This pipeline is a re-write of the multiple_mappings_to_bam.py by Simon Harris, formerly of the Bacterial Genomics team at the Wellcome Sanger Institute.
This pipeline focuses on being a quick and easy mapping software. It can run in a directory of paired lanes. So long as the pairs are identicle in prefix they can be paired.
- bwa-mem2
- python 3.7+
- raxml-ng
- smalt
- samtools 1.6+
- bowtie2
To install by Dockerfile please pull the docker image from the Pathogen Informatics repository[https://hub.docker.com/u/sangerpathogens]
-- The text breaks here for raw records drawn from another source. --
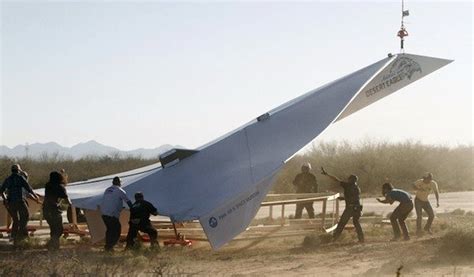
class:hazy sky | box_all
[0,0,473,150]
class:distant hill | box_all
[0,140,177,159]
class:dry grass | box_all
[0,213,474,276]
[274,140,474,195]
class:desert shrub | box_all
[273,140,474,195]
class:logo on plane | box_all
[209,217,217,228]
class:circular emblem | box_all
[209,217,217,228]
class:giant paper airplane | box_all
[37,54,451,249]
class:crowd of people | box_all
[293,163,439,243]
[0,164,159,251]
[0,163,439,251]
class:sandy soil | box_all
[0,217,474,276]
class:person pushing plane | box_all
[321,167,364,243]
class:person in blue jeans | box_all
[377,183,413,241]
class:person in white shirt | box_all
[100,177,132,251]
[413,172,439,236]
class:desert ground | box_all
[0,210,474,276]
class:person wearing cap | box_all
[0,164,39,245]
[293,163,318,219]
[413,172,439,236]
[100,177,132,251]
[377,183,413,241]
[125,192,160,249]
[321,167,364,243]
[43,171,72,250]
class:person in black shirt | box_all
[126,192,160,249]
[321,168,364,242]
[0,164,39,245]
[293,163,318,219]
[43,171,71,250]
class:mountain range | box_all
[0,140,177,159]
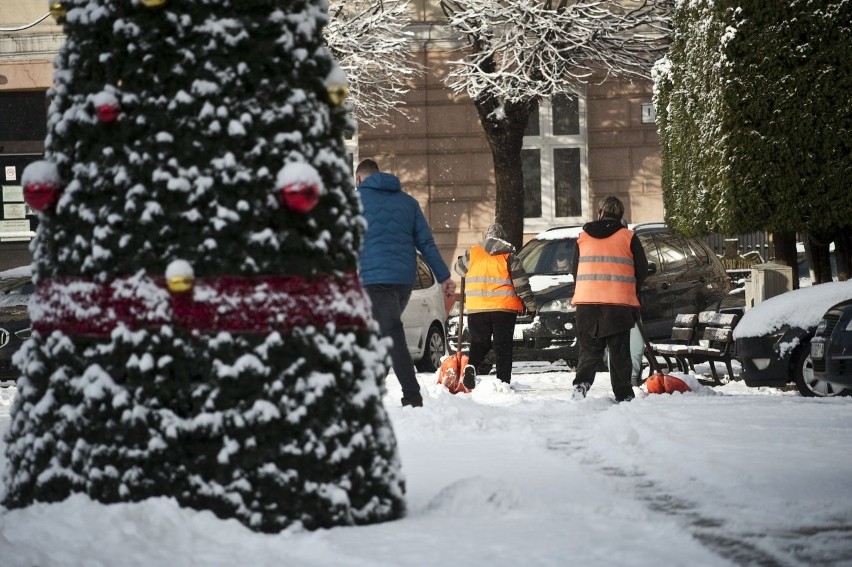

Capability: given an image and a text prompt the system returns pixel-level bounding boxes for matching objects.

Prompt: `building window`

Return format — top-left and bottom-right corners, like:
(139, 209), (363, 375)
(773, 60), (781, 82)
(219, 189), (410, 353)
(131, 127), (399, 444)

(343, 130), (358, 178)
(0, 91), (48, 142)
(521, 95), (588, 232)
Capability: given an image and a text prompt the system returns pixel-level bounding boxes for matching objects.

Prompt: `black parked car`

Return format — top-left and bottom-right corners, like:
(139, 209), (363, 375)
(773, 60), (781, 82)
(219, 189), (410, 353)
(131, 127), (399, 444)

(0, 266), (33, 380)
(811, 299), (852, 395)
(734, 281), (852, 397)
(447, 223), (743, 365)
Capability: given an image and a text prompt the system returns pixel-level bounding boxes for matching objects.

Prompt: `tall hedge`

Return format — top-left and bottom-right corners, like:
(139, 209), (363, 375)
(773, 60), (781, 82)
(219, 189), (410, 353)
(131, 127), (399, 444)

(655, 0), (852, 234)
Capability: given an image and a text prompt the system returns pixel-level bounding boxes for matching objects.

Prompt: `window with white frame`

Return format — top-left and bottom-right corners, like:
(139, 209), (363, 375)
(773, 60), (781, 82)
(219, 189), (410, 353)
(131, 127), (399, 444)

(521, 94), (588, 232)
(343, 130), (358, 177)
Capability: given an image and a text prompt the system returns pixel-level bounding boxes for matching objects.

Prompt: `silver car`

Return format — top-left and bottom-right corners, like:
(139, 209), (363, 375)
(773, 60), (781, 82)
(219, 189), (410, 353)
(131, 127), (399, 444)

(402, 254), (447, 372)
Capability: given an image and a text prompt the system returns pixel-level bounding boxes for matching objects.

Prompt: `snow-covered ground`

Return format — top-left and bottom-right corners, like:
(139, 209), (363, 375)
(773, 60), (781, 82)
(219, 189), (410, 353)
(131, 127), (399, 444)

(0, 363), (852, 567)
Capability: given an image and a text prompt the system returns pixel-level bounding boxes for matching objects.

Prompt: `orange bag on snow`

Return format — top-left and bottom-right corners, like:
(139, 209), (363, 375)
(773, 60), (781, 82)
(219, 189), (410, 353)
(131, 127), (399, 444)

(438, 278), (470, 394)
(438, 350), (470, 394)
(636, 321), (692, 394)
(645, 373), (666, 394)
(663, 374), (692, 394)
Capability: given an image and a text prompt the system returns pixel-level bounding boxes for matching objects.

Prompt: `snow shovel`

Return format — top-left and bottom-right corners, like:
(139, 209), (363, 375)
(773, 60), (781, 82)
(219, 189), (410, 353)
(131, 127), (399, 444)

(438, 278), (470, 394)
(636, 321), (692, 394)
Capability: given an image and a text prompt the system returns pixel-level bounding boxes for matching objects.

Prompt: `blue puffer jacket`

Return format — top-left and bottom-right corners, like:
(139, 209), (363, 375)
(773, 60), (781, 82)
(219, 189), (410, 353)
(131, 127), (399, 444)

(358, 172), (450, 285)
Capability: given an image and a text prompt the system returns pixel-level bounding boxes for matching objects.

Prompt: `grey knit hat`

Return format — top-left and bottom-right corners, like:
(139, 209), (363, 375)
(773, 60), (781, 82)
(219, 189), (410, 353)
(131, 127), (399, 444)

(485, 222), (506, 240)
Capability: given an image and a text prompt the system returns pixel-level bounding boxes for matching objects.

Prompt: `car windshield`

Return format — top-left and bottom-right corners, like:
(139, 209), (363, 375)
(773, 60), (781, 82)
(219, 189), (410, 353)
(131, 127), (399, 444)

(518, 238), (576, 276)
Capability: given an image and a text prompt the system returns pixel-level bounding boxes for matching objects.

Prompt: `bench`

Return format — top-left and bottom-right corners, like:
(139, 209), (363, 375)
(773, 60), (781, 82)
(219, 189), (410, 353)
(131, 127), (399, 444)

(651, 313), (698, 372)
(679, 311), (738, 385)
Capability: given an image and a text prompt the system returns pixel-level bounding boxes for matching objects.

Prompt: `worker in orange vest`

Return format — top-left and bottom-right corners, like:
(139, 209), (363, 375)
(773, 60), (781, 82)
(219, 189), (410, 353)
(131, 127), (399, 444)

(455, 223), (536, 389)
(571, 196), (648, 402)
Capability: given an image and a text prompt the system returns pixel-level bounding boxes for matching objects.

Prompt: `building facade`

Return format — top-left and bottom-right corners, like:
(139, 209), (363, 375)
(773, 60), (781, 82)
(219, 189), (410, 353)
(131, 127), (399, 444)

(0, 0), (663, 269)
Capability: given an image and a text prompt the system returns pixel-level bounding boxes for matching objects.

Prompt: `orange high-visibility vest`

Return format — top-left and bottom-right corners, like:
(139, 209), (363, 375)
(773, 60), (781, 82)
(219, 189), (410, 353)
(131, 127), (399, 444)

(464, 246), (524, 313)
(573, 228), (639, 307)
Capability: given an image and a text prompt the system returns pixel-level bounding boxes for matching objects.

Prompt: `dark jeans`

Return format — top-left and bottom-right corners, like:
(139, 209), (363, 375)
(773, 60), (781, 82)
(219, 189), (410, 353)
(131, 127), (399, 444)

(364, 284), (421, 400)
(467, 311), (518, 384)
(574, 329), (633, 402)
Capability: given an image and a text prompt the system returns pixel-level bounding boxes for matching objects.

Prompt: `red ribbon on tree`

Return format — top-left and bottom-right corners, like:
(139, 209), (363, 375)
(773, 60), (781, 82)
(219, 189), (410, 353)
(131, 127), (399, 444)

(30, 273), (370, 337)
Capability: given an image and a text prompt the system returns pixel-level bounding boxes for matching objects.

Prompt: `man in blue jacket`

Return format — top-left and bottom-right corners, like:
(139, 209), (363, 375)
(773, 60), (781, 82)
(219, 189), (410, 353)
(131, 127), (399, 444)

(355, 159), (456, 407)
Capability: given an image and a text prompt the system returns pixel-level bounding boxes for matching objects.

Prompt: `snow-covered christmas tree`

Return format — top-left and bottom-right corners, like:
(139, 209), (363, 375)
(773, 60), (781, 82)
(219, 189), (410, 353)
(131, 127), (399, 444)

(3, 0), (404, 532)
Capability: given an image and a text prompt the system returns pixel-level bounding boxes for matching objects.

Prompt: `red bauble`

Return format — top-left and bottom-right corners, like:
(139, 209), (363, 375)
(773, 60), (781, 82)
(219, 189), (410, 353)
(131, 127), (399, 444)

(280, 181), (319, 213)
(24, 183), (60, 213)
(97, 104), (119, 124)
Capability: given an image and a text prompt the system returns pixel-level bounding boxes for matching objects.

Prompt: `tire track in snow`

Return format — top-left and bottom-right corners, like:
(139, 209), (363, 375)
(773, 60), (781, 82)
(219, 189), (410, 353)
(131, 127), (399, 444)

(546, 407), (832, 567)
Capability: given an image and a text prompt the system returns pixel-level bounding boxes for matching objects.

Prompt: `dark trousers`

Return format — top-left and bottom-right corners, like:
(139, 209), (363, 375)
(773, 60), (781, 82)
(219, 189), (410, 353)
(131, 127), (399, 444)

(467, 311), (518, 384)
(574, 329), (633, 402)
(364, 284), (421, 400)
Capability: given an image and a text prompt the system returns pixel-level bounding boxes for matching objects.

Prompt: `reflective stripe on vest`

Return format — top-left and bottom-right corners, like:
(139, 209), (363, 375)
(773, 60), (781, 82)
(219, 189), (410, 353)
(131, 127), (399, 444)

(464, 246), (524, 312)
(573, 228), (639, 307)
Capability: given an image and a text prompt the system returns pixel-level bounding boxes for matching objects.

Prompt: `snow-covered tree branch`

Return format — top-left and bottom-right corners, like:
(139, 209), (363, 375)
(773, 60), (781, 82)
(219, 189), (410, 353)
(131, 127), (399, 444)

(440, 0), (675, 247)
(441, 0), (674, 102)
(325, 0), (422, 125)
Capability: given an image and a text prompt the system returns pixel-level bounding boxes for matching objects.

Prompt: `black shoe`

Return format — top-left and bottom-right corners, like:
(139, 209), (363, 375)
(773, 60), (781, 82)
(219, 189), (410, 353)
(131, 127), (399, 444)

(402, 396), (423, 408)
(462, 364), (476, 390)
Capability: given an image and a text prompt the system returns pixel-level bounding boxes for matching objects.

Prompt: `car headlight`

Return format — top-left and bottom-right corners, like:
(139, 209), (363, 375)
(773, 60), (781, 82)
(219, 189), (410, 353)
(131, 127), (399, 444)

(447, 301), (459, 317)
(538, 299), (577, 313)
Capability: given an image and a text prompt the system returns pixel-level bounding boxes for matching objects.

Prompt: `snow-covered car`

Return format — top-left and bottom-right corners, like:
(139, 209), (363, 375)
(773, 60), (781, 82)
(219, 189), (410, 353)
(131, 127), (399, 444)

(0, 266), (33, 380)
(734, 281), (852, 397)
(447, 223), (744, 364)
(402, 254), (447, 372)
(811, 299), (852, 393)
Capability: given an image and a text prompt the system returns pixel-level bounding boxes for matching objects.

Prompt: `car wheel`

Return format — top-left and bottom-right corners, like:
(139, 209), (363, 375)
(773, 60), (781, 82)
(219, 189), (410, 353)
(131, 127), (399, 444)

(417, 323), (447, 372)
(793, 341), (852, 398)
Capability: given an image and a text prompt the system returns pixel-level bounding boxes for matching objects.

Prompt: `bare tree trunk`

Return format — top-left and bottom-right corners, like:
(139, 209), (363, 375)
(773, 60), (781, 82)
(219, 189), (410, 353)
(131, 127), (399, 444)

(475, 97), (532, 250)
(772, 232), (799, 289)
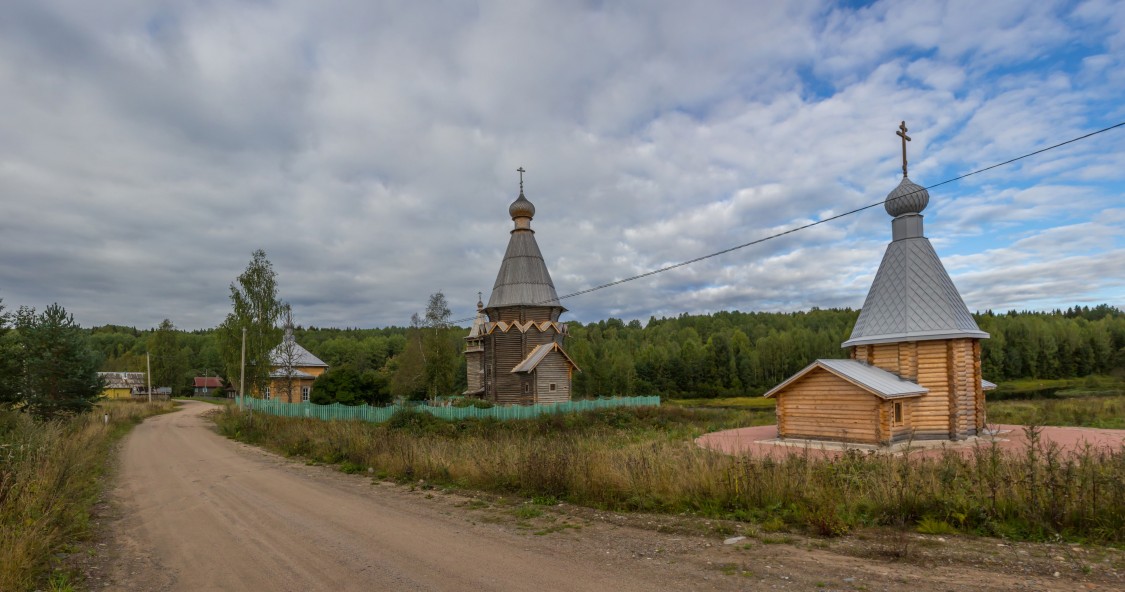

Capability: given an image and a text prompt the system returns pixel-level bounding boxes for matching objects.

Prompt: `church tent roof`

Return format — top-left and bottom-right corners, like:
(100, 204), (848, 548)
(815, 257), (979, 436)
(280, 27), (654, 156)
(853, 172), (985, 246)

(487, 185), (565, 311)
(844, 236), (989, 348)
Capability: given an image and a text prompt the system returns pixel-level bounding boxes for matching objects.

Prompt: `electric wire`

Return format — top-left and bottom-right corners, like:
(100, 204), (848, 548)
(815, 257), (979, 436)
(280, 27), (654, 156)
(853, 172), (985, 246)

(450, 122), (1125, 324)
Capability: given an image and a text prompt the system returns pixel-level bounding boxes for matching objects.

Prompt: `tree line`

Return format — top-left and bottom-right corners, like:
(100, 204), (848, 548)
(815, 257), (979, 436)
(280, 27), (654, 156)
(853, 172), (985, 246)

(91, 301), (1125, 402)
(0, 302), (105, 420)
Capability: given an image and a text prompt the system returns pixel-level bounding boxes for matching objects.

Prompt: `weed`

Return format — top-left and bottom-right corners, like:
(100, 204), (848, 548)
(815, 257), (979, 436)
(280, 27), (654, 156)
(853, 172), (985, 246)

(340, 460), (367, 475)
(0, 402), (176, 590)
(915, 517), (957, 535)
(512, 505), (543, 520)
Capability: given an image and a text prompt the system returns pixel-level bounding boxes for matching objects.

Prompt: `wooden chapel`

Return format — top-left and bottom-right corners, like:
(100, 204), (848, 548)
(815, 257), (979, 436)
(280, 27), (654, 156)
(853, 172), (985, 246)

(465, 167), (578, 405)
(765, 122), (996, 445)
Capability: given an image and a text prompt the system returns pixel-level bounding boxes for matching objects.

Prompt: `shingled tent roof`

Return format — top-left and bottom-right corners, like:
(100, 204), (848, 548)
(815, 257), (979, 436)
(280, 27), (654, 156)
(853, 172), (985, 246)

(485, 188), (566, 311)
(844, 177), (989, 348)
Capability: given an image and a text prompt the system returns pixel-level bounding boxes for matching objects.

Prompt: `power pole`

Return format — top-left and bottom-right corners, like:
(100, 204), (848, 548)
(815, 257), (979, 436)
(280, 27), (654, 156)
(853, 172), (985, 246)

(144, 351), (152, 403)
(239, 328), (246, 409)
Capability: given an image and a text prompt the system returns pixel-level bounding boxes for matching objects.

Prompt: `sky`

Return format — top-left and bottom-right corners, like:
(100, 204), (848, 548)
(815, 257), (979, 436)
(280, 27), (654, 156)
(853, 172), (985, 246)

(0, 0), (1125, 329)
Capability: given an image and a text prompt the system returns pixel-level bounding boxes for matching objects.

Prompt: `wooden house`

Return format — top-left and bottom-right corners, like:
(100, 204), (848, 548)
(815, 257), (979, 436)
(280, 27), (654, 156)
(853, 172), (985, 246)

(465, 169), (578, 405)
(261, 326), (329, 403)
(765, 124), (996, 445)
(191, 376), (225, 396)
(98, 373), (149, 398)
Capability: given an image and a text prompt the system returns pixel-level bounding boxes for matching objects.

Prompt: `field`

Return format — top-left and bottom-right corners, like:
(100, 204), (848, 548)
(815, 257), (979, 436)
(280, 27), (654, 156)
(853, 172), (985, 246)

(0, 402), (173, 590)
(216, 406), (1125, 545)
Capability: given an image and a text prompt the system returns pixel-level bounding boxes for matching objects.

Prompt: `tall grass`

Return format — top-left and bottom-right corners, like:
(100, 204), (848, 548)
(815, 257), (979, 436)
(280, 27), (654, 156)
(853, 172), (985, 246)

(0, 402), (173, 591)
(216, 409), (1125, 544)
(988, 396), (1125, 430)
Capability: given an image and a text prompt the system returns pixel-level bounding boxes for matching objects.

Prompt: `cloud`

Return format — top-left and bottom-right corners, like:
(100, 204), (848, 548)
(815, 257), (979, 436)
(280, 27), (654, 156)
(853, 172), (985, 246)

(0, 1), (1125, 328)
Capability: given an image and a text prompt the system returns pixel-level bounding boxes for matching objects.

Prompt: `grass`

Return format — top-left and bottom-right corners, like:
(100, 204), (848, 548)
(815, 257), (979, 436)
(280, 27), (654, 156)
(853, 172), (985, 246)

(664, 396), (776, 410)
(986, 375), (1125, 398)
(988, 396), (1125, 430)
(216, 407), (1125, 545)
(0, 402), (174, 590)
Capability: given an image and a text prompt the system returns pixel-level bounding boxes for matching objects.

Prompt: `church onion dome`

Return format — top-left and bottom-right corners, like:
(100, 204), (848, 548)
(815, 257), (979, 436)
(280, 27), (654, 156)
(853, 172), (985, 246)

(883, 176), (929, 217)
(507, 190), (536, 219)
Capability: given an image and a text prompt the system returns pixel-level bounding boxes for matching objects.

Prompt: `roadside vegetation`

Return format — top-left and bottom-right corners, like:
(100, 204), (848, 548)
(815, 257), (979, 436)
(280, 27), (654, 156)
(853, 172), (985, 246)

(0, 402), (174, 591)
(216, 407), (1125, 545)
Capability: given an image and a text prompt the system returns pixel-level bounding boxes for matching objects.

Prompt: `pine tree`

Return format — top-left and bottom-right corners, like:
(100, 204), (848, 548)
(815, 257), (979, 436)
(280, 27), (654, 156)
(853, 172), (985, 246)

(16, 304), (105, 419)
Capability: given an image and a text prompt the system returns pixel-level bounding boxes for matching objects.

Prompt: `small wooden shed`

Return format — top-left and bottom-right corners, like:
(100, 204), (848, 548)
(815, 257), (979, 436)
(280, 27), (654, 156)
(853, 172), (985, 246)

(765, 360), (929, 443)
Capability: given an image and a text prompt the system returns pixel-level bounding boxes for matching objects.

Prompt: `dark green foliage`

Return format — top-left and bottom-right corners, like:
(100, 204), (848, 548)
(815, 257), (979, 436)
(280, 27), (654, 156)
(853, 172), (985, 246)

(149, 319), (191, 394)
(309, 366), (390, 405)
(0, 301), (21, 407)
(87, 305), (1125, 398)
(12, 304), (105, 419)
Otherwise clone by running the following and installing all listed dependencies.
git clone https://github.com/sanger-pathogens/multimapper.git
cd multimapper
pip3 install requirements.txt
To run the pipeline in its simplest form you need a reference to map to and a folder containing paired reads.
The pipeline has a small group of options shared across it's mappers and vcf tools. These include
--qc if set to 'on' will produce qc readings for mapped reads
--mapper sets the mapper from between 'smalt', 'bwa-mem2' and 'bowtie2'
--snp either sh16 for the original conversions to bcf, or freebayes for a simpler variant calling
--k scanning kmer length for mapping and snp calling processes
WIP: not fully functional
--pseudo creation of pseudosequence from
The pipeline can use alternate configs, accessible using -c <my_config> on the command line. The available configs included are fast.config and a WIP full.config. Fast config removes qc and all Simon Harris processes to quickly process the data through BWA-mem2 and Freebayes. WIP Full config applies all available processing; this includes QC filtering, mapping, variant calling using Simon Harris methods and pseudosequence generation, indel trimming and phylogeny tree generation.
It can be run as shown below:
nextflow multimapper.nf -c <fast/full>.config -r <reference.fa>
The nextflow.config file contained in this repo has the basic set-up showing the available tools. To build a custom run, download the nextflow.config file and edit it so suit specific pipeline requirement.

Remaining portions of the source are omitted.